The Senate has passed a comprehensive immigration bill thanks, in large part, to the efforts of Florida Sen. Marco Rubio.  Debate in Republican and conservative circles has already begun about whether Rubio helped or hurt his 2016 presidential prospects with the critical role he played in crafting the legislation and pushing it to passage.

We can argue it both ways. So we will. On Monday, we argued that Rubio ultimately helped himself in regards the 2016 presidential race. Today we make the case that he hurt himself. Which do you agree with?

There are three main reasons why Sen. Marco Rubio's decision to join the "Gang of 8"'s push for comprehensive immigration reform leave him in a worse position headed toward the 2016 presidential campaign: 1) Conservative criticism 2) Sen. Rand Paul (R-Ky.) 3) and the increasing likelihood that the bill won't ever make it to the president's desk.

Let's take a look at each reason in more detail:

1. Conservative criticism: Rubio was the bill's chief conservative salesman for months. He did countless interviews with conservative commentators, ensured that the political right would not be strong-armed in the amendment process by liberal Democrats, and stood up to his most vocal critics.

Despite all that, he faced a lot of criticism from the political right, where a path to citizenship for illegal immigrants is viewed with skepticism -- to put it generously. What's more, immigration reform is not a winning argument among many of the conservative activists in Iowa and South Carolina that play an outsized role in the presidential nominating process.

A recent poll from The Washington Post and ABC News shows that Rubio has experienced an 11-point drop in “strongly favorable” ratings among Republicans, compared to last August. The poll shows Rubio's popularity among Democrats has ticked up. But it's not enough to be popular with general election votes if you don't first make it out of the primary.

2. Sen. Rand Paul (R-Ky.): Paul looks and sounds like someone gearing up for a presidential bid. (That's because he is.) He's traveling to the early states, courting young voters, and elevating his profile in Washington. He also opposed the immigration bill.
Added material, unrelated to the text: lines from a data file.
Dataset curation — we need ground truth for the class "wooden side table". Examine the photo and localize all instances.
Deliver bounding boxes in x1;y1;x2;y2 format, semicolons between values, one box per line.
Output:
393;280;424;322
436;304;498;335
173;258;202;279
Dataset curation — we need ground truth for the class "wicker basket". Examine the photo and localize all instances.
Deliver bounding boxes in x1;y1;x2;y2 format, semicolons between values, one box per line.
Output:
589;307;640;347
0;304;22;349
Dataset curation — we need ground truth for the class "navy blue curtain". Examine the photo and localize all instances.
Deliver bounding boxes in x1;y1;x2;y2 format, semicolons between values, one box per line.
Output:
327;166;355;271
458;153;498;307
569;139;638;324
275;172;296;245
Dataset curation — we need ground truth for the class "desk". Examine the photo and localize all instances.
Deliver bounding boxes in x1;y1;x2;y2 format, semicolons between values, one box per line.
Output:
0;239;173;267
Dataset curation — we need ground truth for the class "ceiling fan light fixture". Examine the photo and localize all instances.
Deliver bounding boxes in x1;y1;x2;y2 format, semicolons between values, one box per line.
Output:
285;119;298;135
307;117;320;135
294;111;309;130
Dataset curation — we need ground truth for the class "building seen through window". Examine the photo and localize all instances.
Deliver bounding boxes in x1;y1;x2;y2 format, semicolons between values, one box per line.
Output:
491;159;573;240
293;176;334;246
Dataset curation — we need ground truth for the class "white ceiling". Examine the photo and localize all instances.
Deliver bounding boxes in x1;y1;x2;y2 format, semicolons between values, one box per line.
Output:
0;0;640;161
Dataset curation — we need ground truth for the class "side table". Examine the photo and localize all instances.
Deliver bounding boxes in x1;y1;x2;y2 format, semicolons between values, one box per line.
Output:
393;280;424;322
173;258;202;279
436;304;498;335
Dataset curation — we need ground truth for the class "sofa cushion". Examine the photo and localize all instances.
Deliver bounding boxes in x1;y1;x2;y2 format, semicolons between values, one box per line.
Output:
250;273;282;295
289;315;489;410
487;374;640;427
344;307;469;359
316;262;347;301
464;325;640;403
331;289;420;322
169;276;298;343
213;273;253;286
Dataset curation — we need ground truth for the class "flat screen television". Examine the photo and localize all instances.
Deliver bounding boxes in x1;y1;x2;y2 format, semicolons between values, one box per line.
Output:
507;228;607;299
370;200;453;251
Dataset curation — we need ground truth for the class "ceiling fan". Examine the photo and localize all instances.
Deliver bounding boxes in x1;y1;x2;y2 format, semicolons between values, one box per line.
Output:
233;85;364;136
And that's a potential problem for Rubio. Paul now has a concrete issue on which he could get to the right of the Florida senator in the lead-up to the Iowa Caucuses. Paul called for tighter border security provisions, but was rebuffed by his Senate colleagues, prompting him to announce that he couldn't support the final measure. It's not difficult to envision the attack ads and debate talking points Paul and his allies could launch against Rubio on this front.

3. Immigration bill doesn't equal immigration law: There's no doubt the bill that passed the Senate was a major victory for immigration reform advocates. But the chances of getting a bill to the president's desk that the Gang of 8 would approve of (it would have to include a path to citizenship) aren't looking bright right now. And for Rubio, there is a difference between having a law to point to in the coming years as the fruits of his labor versus an effort that ultimately fell short. The former would bolster the case that Rubio is a problem-solver with results on his resume far more than the latter.

House Speaker John Boehner  has promised 1) that he won't simply take up the Senate bill and 2) nothing will come to a vote that doesn't have the support of the majority of his GOP Conference. Those conditions will make it awfully tough for the House to pass something the Democratic Senate and White House will sign off on.